UPDATE: I’ve modified the title of this post a bit to clarify what I was really thinking when I wrote it. What I was really thinking was which programming language to choose to teach some fellow researchers how to get into the absolute basics of programming, out of the very limited set of languages I know. The tasks they need to do need only a minimal understanding of programming, and of R, so many of the issues that can be experienced won’t even come up for them. To put things into context, it only took two days for me to work out how to do everything that I need to do in R going from scratch, so it’s not as if I’m writing packages or doing anything particularly fancy myself, and these people who I will be teaching will be doing stuff that is less complicated than what I needed to do.
That being said, I’d like to thank those who commented for pointing out why R isn’t a great language for people starting out with programming.
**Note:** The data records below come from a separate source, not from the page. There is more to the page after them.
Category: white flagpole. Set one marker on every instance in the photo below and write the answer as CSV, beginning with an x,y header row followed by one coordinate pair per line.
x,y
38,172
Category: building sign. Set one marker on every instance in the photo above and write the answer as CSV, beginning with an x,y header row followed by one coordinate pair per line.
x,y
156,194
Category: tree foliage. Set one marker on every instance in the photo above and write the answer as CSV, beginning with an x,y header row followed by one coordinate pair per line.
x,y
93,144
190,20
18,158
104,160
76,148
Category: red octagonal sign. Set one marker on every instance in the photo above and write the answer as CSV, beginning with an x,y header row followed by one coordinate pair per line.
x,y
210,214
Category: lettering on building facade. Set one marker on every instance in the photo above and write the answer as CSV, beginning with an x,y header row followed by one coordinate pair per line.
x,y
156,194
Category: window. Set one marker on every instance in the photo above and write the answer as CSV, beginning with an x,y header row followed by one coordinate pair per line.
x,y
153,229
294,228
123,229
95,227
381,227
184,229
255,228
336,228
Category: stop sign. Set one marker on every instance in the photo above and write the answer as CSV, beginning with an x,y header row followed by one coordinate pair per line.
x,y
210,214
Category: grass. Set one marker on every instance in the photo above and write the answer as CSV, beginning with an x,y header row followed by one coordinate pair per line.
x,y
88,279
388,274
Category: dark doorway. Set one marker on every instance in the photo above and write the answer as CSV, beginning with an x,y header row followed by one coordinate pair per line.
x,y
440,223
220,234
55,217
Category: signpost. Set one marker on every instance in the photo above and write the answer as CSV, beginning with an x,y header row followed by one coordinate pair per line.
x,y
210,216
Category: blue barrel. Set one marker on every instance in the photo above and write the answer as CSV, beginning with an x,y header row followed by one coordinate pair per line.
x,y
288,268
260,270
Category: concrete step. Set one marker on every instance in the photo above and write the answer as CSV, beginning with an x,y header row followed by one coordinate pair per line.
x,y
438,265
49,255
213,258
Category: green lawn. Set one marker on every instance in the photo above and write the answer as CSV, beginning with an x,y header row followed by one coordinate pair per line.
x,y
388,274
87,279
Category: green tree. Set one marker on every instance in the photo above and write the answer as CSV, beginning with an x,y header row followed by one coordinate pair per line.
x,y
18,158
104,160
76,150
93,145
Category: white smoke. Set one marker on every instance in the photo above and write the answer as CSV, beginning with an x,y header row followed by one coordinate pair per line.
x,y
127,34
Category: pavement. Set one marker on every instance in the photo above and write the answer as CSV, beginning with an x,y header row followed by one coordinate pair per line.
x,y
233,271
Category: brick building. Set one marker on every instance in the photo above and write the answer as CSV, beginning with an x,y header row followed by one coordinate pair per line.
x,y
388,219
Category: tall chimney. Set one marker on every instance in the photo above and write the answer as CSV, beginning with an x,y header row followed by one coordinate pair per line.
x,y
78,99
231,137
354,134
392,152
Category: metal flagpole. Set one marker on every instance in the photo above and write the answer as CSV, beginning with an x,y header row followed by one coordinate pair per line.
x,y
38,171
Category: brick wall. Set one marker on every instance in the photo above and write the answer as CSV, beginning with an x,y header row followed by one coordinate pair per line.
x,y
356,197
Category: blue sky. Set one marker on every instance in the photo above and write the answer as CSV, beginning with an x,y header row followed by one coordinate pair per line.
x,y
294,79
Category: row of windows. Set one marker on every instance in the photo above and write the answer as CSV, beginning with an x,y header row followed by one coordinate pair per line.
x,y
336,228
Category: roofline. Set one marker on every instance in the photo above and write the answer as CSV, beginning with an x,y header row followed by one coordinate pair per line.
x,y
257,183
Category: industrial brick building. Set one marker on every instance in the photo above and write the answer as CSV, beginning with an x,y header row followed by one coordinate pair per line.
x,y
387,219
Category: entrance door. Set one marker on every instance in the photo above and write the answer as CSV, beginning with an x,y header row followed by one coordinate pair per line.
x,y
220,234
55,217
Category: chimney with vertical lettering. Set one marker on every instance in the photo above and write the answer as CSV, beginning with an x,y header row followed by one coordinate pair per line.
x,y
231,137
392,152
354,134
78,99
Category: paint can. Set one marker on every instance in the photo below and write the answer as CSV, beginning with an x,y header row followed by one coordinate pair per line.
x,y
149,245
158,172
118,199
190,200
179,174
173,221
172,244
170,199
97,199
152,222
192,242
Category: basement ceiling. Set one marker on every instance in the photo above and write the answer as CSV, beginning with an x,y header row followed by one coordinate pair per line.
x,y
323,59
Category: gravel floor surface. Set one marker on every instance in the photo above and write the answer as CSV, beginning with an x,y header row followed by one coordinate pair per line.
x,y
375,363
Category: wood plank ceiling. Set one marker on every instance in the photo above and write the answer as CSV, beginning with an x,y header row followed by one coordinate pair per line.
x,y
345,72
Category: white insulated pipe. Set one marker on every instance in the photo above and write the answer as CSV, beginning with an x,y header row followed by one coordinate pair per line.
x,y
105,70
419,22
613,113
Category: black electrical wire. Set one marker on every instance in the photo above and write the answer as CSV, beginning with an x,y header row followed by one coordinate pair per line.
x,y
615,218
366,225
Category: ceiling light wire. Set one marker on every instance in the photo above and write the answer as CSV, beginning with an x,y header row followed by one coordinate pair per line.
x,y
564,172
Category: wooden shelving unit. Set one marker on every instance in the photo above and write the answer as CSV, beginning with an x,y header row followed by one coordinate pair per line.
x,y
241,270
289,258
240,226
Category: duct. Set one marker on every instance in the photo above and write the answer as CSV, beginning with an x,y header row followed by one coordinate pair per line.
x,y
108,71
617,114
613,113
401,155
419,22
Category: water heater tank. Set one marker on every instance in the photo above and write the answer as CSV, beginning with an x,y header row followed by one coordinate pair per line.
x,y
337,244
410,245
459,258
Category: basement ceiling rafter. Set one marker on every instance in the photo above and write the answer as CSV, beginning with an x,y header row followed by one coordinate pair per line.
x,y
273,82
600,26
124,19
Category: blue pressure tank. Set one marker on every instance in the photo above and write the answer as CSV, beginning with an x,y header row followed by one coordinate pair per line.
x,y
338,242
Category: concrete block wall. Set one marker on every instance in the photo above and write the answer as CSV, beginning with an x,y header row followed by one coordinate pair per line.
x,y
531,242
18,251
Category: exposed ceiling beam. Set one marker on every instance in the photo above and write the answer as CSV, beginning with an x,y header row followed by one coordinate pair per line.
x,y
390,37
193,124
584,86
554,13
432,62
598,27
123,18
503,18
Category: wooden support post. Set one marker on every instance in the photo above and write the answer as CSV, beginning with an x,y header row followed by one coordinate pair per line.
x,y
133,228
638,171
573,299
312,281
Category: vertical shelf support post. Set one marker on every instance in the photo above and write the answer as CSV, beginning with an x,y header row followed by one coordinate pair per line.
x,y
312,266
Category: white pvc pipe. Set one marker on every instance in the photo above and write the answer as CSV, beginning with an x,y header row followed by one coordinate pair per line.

I’m still new to using R, so obviously don’t have the depth of experience with potential problems that others do, so it’s helpful to learn from others’ experience (or should that be “misery”?)! Python, Pascal and Ruby all sound like great options for getting into programming. I’m going to leave my initial post, with all it’s inaccuracies, intact below: first, because I think it’s good to have a record of what I have said so I can look back at how daft I was in the future, and second because, as people took the time to post comments, I don’t want the time they spent making comments and correcting me to have gone to waste. If I deleted most of what I said or removed the post, then their comments would seem odd or incorrect.
I’m helping out some colleagues learn programming from having zero experience with it in any shape or form. It’s quite a daunting task in some senses, because, well, it may not be easy! They are researchers, so they’ll need it for processing data and generating output, and perhaps processing BIG DATA at some point too. After some debate about the best way to go ahead, I’ve settled with R as being my weapon of choice to train these lucky individuals. The choices were as follows – note that I don’t know that many programming languages, so it’s not a huge list. I thought it would be worth sharing the pros and cons of each. Pros: Dead easy to use. Nice and easy integration with databases which can be used to deal with data processing. Can be extended to, for example, generate images (a plus for these people who study visual cognition, so often need to make pretty pictures to show to participants in experiments). There’s also an immense number of tutorials and guides on the net, and people who aren’t into research can help you out just by knowing their PHP.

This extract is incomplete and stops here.